A teenager takes over her family farm following the death of her parents.


Review by Eric Hillis (@hilliseric)

Directed by: Terence Davies

Starring: Agyness Deyn, Peter Mullan, Kevin Guthrie


A 1930s critic might call Sunset Song a handsomely mounted woman's picture, and it's certainly hard to find fault with the movie on a technical level. There's just not a whole to sink your teeth into here. In 1932 Gibbon's novel may have seemed fresh, but in 2015 Davies' film is all too lacking in originality and substance.




If you've ever watched any BBC documentaries on the subject of classic British cinema, you'll likely have encountered the talking head of filmmaker Terence Davies rabbiting on enthusiastically about his love of well regarded auteurs and forgotten hacks with equal passion. In a way he's the UK's Todd Haynes, a filmmaker obsessed with cinema's past, one who seems to care little for modern standards and techniques. Unfortunately, Davies is one of those filmmakers - like Tarantino, Eli Roth and Peter Bogdanovich - whose passion and knowledge of cinema never quite translates to his own work.
His latest offering is no different, well intentioned but sadly misfiring. Davies has adapted, both as writer and director, author Lewis Grassic Gibbon's 1932 novel of rural Scottish life Sunset Song. The novel and now the film tell the story of Chris Guthrie, here played by former model Agyness Deyn. As a teenager, Chris finds herself entrusted with the upkeep of the family farm when her parents pass away. She meets and falls for a young local man (Kevin Guthrie), before the onset of World War One throws a spanner in the works.
Had Gibbon's novel been adapted in the decade of its publication, it's difficult to imagine the script would be a whole lot different to the one fashioned by Davies, and his visuals remind us of John Ford's Celtic movies How Green Was My Valley and The Quiet Man. He employs a nice simple trick of cheating time through circular pans, and his framing of the landscape is impeccable. Scotland has rarely looked so good, but that's probably because it's actually the countryside of New Zealand we're seeing onscreen.
Deyn is outstanding in the lead role, and along with Carla Delevingne she's putting to bed the old cliché that tells us models can't act. Her character just isn't very interesting, one of those emotional punchbags that overwrought melodramas love so much. There's not much of a narrative, more a series of trials for our heroine to face.
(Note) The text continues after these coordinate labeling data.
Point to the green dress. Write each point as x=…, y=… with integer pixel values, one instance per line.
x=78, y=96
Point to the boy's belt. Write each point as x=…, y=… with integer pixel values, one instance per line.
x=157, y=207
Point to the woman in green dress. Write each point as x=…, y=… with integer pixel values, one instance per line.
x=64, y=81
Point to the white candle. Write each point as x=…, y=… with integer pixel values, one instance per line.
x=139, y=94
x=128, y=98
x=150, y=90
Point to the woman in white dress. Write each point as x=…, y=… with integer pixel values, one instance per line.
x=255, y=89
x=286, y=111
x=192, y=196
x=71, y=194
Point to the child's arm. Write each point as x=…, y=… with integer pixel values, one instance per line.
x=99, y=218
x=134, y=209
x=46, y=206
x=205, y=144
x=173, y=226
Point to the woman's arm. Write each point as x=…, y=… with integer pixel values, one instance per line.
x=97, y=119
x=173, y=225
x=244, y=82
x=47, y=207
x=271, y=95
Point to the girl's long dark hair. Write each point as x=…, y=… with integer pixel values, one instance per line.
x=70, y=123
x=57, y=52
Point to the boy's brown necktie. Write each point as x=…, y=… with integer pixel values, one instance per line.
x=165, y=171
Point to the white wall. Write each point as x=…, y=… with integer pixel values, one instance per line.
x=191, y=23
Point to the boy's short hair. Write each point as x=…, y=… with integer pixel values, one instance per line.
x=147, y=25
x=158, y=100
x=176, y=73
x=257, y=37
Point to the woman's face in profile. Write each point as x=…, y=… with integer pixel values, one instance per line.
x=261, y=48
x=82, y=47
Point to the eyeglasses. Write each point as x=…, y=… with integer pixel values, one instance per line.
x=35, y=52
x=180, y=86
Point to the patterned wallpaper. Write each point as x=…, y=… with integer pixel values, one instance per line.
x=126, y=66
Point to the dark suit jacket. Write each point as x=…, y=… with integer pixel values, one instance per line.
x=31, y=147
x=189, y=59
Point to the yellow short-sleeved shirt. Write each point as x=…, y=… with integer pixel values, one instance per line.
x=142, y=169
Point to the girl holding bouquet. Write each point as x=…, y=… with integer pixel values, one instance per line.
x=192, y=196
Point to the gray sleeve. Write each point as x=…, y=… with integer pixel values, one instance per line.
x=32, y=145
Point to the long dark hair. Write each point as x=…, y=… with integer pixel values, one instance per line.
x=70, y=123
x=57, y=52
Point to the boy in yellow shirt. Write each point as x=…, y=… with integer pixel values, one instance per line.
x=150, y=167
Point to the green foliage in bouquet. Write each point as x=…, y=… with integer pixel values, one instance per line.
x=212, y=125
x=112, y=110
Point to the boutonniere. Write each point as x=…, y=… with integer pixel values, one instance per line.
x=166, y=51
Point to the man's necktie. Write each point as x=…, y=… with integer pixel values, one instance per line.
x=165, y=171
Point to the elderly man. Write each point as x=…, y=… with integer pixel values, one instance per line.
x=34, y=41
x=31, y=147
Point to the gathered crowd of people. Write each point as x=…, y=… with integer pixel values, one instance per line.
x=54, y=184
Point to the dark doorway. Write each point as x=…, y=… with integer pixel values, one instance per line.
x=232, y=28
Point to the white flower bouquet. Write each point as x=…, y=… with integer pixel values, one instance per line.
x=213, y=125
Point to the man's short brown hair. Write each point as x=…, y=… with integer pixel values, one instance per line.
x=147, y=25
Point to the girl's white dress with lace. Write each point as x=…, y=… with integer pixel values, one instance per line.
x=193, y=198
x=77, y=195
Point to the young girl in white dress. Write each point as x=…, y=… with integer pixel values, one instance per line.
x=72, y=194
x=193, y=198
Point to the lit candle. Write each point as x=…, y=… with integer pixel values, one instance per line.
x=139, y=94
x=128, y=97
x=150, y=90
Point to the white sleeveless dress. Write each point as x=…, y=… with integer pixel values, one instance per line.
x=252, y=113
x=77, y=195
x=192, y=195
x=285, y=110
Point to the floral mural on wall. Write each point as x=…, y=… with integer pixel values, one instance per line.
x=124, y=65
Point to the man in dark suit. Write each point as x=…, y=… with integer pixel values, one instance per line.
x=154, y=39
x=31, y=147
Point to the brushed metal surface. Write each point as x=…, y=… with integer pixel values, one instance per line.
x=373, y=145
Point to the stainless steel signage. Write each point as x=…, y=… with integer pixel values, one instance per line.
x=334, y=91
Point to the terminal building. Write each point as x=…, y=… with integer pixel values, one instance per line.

It's the sort of movie where 10 minutes in you can already tell at some point the lead character will receive a letter bearing bad news from a far off battlefield.
A 1930s critic might call Sunset Song a handsomely mounted woman's picture, and it's certainly hard to find fault with the picture...sorry, the movie on a technical level. There's just not a whole to sink your teeth into here. In 1932 Gibbon's novel may have seemed fresh, but in 2015 Davies' film is all too lacking in originality and substance.